When two packet data 1 and data 2 are input in conflict, the packet data input late is temporarily stopped by the flip-flops of Nant gates 81 and 82 and the flip-flops of Nant gates 83 and 84.

As described above, according to this embodiment, the transmission line 1 on the output side
When 00 is empty, if only packet data 1 exists and packet data 2 does not exist, packet data l will be output sequentially, and if only packet data 2 exists and packet data 1 does not exist, packet data 2 will be output. Output sequentially. In addition, when packet data 1 and packet data 2 are transmitted at the maximum transfer capacity of the data transmission line, the processing capacity of the output side data transmission line 100 cannot keep up, so the data transmission line 30° 20 and 10 and the data transmission Data stays on paths 60, 50 and 40. In this case, the data transmission path 30 and the data transmission path 60 alternately transmit packet data on each transmission path to the data transmission path lOO in packet units.

<Effects of the Invention> As described above, according to the present invention, even when data on a plurality of parallel transmission paths is transmitted at arbitrary time intervals and asynchronously with each other, the transmission from the data transmission path on the output side is By arbitrating in the arbitration control unit in response to the permission signal being sent, it is possible to accept up to the physical capacity of the transmission line, and there is no delay time required for arbitration control. Data in packet units can be sequentially transmitted to the output transmission path according to the counting results at .

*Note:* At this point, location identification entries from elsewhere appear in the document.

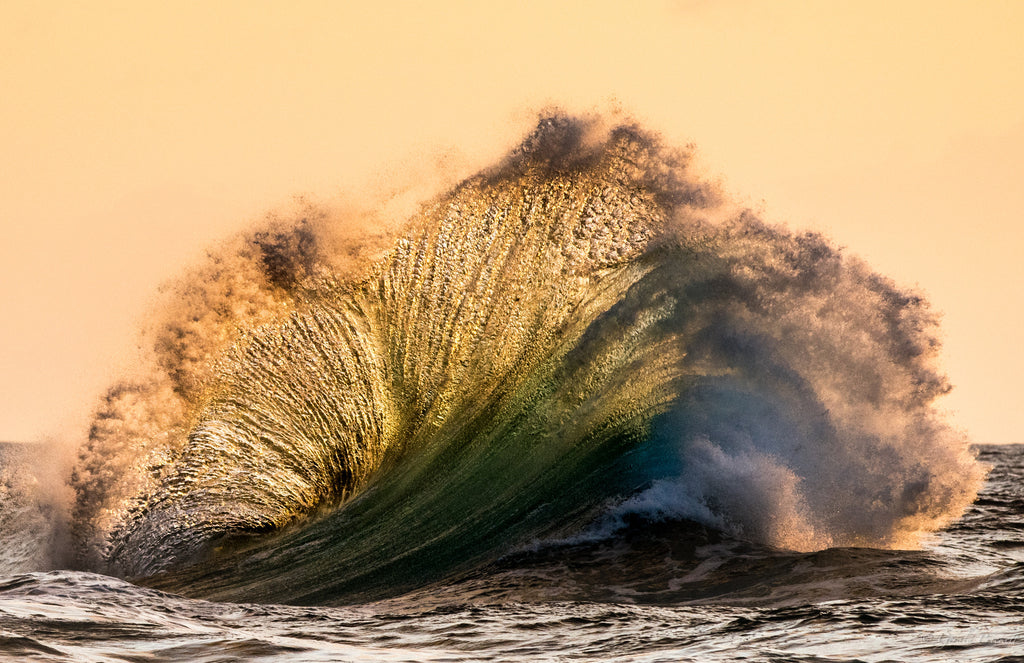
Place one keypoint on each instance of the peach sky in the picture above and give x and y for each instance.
(134, 134)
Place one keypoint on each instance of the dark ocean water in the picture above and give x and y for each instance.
(580, 407)
(958, 598)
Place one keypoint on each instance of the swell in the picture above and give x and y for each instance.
(583, 334)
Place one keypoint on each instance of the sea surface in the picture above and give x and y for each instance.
(958, 598)
(580, 407)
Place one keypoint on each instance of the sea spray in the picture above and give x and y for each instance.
(585, 330)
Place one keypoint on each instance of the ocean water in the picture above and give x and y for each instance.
(645, 596)
(580, 407)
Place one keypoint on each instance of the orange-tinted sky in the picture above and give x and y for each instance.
(133, 134)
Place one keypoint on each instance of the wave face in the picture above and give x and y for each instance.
(583, 336)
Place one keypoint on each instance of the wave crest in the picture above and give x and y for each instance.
(584, 330)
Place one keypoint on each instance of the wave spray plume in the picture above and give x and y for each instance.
(582, 335)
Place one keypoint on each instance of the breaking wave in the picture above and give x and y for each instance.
(582, 336)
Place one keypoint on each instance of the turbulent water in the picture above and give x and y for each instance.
(581, 406)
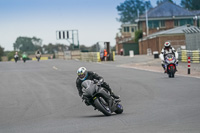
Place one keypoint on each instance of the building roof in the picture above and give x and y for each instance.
(177, 30)
(167, 9)
(196, 12)
(192, 30)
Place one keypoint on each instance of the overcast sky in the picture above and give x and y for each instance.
(94, 19)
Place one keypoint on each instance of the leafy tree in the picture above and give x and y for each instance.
(25, 44)
(160, 1)
(11, 54)
(1, 52)
(138, 35)
(190, 4)
(130, 9)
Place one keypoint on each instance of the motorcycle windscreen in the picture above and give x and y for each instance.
(88, 88)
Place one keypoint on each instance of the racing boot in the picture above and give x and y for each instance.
(113, 95)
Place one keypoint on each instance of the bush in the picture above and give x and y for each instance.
(11, 54)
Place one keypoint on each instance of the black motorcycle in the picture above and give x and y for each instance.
(170, 65)
(100, 99)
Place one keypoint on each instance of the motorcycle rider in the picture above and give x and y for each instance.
(16, 56)
(168, 49)
(37, 54)
(83, 74)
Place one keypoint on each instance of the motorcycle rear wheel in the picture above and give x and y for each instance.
(102, 107)
(119, 109)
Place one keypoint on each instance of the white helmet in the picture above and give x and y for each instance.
(82, 73)
(167, 44)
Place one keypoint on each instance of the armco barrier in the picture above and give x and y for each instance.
(193, 54)
(90, 56)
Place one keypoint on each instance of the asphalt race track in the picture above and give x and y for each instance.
(41, 97)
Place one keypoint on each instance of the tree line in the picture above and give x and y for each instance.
(130, 10)
(32, 44)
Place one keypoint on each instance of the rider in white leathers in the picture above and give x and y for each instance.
(168, 49)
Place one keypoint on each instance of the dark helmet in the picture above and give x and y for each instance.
(82, 73)
(167, 44)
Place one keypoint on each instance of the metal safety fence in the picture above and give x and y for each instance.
(193, 54)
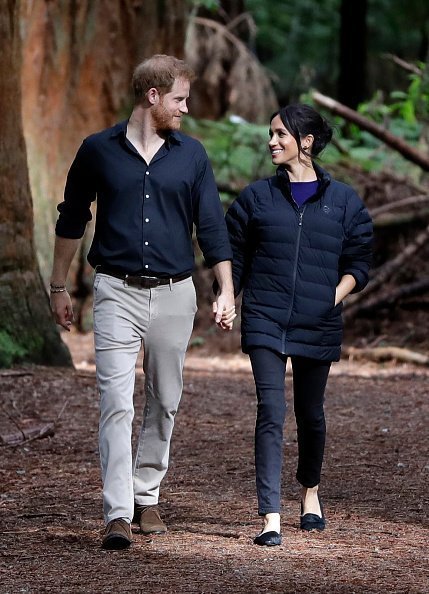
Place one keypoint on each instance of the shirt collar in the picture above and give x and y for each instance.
(120, 129)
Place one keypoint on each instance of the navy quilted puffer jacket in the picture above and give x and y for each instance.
(289, 260)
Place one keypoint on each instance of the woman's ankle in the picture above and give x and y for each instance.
(272, 523)
(310, 500)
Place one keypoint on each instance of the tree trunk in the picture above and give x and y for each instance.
(27, 331)
(351, 80)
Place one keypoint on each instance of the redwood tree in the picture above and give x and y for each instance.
(27, 331)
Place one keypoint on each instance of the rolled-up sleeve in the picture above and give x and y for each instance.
(208, 215)
(356, 256)
(80, 191)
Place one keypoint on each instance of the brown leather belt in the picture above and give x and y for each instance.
(143, 282)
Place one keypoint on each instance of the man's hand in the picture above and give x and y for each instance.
(62, 309)
(224, 310)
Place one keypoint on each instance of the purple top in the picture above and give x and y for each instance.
(302, 191)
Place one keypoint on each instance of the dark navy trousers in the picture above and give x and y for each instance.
(309, 383)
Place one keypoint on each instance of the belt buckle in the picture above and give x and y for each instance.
(143, 282)
(149, 282)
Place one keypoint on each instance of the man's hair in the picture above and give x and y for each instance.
(159, 72)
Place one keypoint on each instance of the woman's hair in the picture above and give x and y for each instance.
(159, 72)
(300, 119)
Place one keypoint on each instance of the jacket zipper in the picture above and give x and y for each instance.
(295, 268)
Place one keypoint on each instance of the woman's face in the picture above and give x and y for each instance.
(283, 147)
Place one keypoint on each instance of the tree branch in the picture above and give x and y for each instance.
(396, 143)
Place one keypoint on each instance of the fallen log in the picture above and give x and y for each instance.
(387, 301)
(380, 354)
(409, 201)
(409, 152)
(395, 220)
(384, 273)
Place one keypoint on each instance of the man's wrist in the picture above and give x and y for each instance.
(56, 287)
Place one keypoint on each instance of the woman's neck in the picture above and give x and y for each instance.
(301, 172)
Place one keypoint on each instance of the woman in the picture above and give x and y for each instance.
(301, 243)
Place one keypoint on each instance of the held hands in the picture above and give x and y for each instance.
(224, 310)
(62, 308)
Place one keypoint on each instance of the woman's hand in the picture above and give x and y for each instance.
(224, 314)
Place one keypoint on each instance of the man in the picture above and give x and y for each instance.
(152, 184)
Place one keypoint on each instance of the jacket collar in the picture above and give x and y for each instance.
(322, 176)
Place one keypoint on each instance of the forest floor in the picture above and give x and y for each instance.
(374, 487)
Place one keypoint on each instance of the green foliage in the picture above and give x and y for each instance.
(10, 350)
(212, 5)
(238, 151)
(297, 41)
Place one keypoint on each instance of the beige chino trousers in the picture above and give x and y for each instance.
(125, 318)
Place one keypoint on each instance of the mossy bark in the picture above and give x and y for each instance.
(27, 331)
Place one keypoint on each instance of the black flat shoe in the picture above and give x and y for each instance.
(268, 539)
(312, 521)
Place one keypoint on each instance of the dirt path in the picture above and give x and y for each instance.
(374, 489)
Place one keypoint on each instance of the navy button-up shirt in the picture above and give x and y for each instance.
(145, 212)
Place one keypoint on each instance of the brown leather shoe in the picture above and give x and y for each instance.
(117, 535)
(150, 520)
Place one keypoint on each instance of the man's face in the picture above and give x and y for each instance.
(167, 114)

Therefore, a highly reliable arbitration mechanism can be realized along with high-speed transmission.

[Brief explanation of the drawing]

FIG. 1 is a schematic block diagram of an embodiment of the present invention. FIG. 2 is a detailed circuit diagram of an example in which data sent from two data transmission paths is transmitted to an output data transmission path. FIGS. 3, 4, and 5 are circuit diagrams of one embodiment of the transfer control section. In the figure, 10.20.30.40.50°60.1
00 is a data transmission path, 70 is a conflict detection unit, 80 is an arbitration control unit, 800 is a word count unit, 11.21.31.4
1.51.61.101 is the transfer control unit, 12.22.3
2.42.52.62゜10, 2 is data holding means, 7
1.72.87.88.801,802,803.80
4 is a D type clip flop, 73.74 is an inverter, 75°76.85.86 is an AND gate, 81.8
2゜83.84 is Nantes Gate, 89.90,805゜Representative Patent Attorney Takeshi Sugiyama (and 1 other person) -! 0 σ Procedural amendment (method) 1. Display of the case 1986 Patent Application No. 12784 2, Name of the invention Data transmission device 3, Person making the amendment Relationship to the case Patent applicant representative Haruo Tsuji 4, Agent

Claims (1)

[Claims] 1. A data transmission device for serially transmitting a plurality of packet data transferred via a plurality of parallel input-side transmission lines to an output-side transmission line, the plurality of data transmission lines comprising: conflict detection means for detecting that two sets of packet data exist on any two sets of parallel transmission lines, and that the arrival time difference between the two sets of packet data is within a certain time difference range; and in response to a transmission permission signal being sent from the output transmission path, the data transmission means having the conflict detection means outputs data according to the congestion of packet data of each of the plurality of parallel input transmission paths. 1. A data transmission device comprising an arbitration control means for arbitrating the order and transmitting data in packet units having an arbitrary number of words set in advance to the transmission path on the output side.